President (not the one you think) faces Congressional inquiry for improper conduct

Costa Rica has political drama, too!

A president appeared before his country’s Congress on Wednesday regarding allegations of improper conduct. We’re talking about Costa Rica’s Carlos Alvarado, of course.

Let’s dive into what’s happening and what it all means.

The UPAD scandal: The basics

In 2018, the year President Alvarado began his term, his government created a Presidential Data Analysis Unit (UPAD, by its Spanish initials). The unit operated within the Presidency without public knowledge for nearly two years.

In February 2020, Alvarado signed and published a decree formalizing UPAD’s role within the government in La Gaceta, the official government newspaper. The decree, which can be read here, said UPAD would have access to citizens’ “confidential information.”

Local media soon caught notice with headlines like “Alvarado creates office to obtain confidential data from Costa Ricans.” Unsurprisingly, Costa Ricans didn’t take too kindly to the news.

Days later, the Presidency repealed the decree and disbanded UPAD.

But what data had UPAD been analyzing before its existence was made public? Costa Rican lawmakers formed a commission to investigate, and the Prosecutor’s Office raided the Presidency to seize computers and cell phones related to the case.

Wednesday, President Alvarado appeared before an investigate committee of the Legislative Assembly (Congress) to answer questions.

Could UPAD access confidential information?

UPAD would have had access to “confidential information,” according to the since-repealed decree. In addition, institutions would have had an “obligation” to provide the data-analysis unit with requested information:

The institutions of the Central and Decentralized Public Administration must allow access to all information that is required by the UPAD for the fulfillment of its aims and objectives, except those particular cases where the information is considered a state secret.

However, because Costa Rican law does not define “confidential” personal information, it’s unclear what exactly UPAD would have had access to1.

A second point of concern is the lack of safeguards regarding the information that UPAD may have accessed.

What is President Alvarado’s response?

In essence, President Alvarado argues that the phrase “confidential information” was used in error in the decree.

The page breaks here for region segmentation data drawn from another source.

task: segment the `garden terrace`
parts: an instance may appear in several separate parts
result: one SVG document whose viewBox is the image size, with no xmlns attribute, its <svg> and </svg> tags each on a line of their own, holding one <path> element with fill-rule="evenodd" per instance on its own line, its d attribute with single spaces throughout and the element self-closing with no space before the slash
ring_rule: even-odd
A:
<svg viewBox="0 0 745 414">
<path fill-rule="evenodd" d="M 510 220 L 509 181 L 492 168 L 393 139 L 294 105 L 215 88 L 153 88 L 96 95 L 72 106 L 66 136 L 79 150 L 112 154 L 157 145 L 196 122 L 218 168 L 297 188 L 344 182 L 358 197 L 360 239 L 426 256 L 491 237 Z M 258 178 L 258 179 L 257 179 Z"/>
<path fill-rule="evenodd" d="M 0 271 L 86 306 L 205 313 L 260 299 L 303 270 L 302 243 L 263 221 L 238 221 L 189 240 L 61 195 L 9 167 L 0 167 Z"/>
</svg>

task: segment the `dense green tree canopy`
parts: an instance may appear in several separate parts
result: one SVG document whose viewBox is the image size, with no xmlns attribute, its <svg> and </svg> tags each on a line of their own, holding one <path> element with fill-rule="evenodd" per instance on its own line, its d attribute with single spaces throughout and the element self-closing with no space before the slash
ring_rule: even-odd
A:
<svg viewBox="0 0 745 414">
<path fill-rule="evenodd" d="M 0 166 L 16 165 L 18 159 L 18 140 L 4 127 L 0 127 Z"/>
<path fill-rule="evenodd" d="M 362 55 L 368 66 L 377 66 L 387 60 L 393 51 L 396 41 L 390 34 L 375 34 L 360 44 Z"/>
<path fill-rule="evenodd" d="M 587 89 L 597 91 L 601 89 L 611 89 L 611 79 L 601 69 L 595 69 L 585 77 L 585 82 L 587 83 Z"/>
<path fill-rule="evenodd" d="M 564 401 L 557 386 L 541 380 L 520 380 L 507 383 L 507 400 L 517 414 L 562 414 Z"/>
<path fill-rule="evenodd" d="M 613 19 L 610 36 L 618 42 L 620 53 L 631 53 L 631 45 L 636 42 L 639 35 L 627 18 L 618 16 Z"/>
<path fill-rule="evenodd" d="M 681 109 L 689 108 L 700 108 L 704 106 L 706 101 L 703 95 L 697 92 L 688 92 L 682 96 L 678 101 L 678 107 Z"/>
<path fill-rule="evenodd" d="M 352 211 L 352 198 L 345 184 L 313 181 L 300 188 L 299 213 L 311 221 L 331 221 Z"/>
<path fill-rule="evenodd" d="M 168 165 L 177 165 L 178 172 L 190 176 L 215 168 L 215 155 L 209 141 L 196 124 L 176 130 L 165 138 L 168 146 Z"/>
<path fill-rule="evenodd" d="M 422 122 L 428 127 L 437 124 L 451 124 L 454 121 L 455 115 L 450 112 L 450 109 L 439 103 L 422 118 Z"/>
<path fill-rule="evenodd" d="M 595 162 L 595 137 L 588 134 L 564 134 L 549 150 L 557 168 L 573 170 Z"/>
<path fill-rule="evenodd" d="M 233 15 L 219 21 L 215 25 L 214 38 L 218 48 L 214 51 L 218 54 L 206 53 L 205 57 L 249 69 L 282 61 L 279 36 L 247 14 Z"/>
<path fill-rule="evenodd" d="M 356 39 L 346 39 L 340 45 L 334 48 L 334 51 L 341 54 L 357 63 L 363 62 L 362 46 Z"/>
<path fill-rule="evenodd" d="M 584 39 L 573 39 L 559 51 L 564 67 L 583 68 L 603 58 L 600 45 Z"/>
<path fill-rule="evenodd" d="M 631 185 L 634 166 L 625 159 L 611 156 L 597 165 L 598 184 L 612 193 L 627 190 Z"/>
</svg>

“When you read in isolation that UPAD will be given access to confidential information, that text is what generates the great anxiety,” he said Wednesday.

The goal of the UPAD, Alvarado explained, was for Costa Rica to make informed policy decisions based on population data.

“All the work that was done with the data analysis to generate technical and scientific knowledge for government decision-making has been and was done in good faith, to better serve Costa Rica,” he said.

In response to accusations that he had acted in bad faith or committed espionage, Alvarado retorted that “no one who is acting illegally” would publicize it, as he had done by publishing a decree in the official government newspaper.

What comes next?

After Wednesday’s high-profile events, an investigation will continue into what data UPAD accessed and whether the unit had acted illegally.

Importantly, the Legislative Assembly only has the authority to issue a final report of its investigation. It would be up to the Judiciary to pursue a potential trial.

If this happens and President Alvarado is convicted, he could be disqualified from public office, according to Costa Rica’s Criminal Code2.

Either way, expect a legal battle. President Alvarado has already raised concerns about the inquiry process, arguing that Wednesday’s interrogation before the Legislative Assembly did not comply with constitutional norms.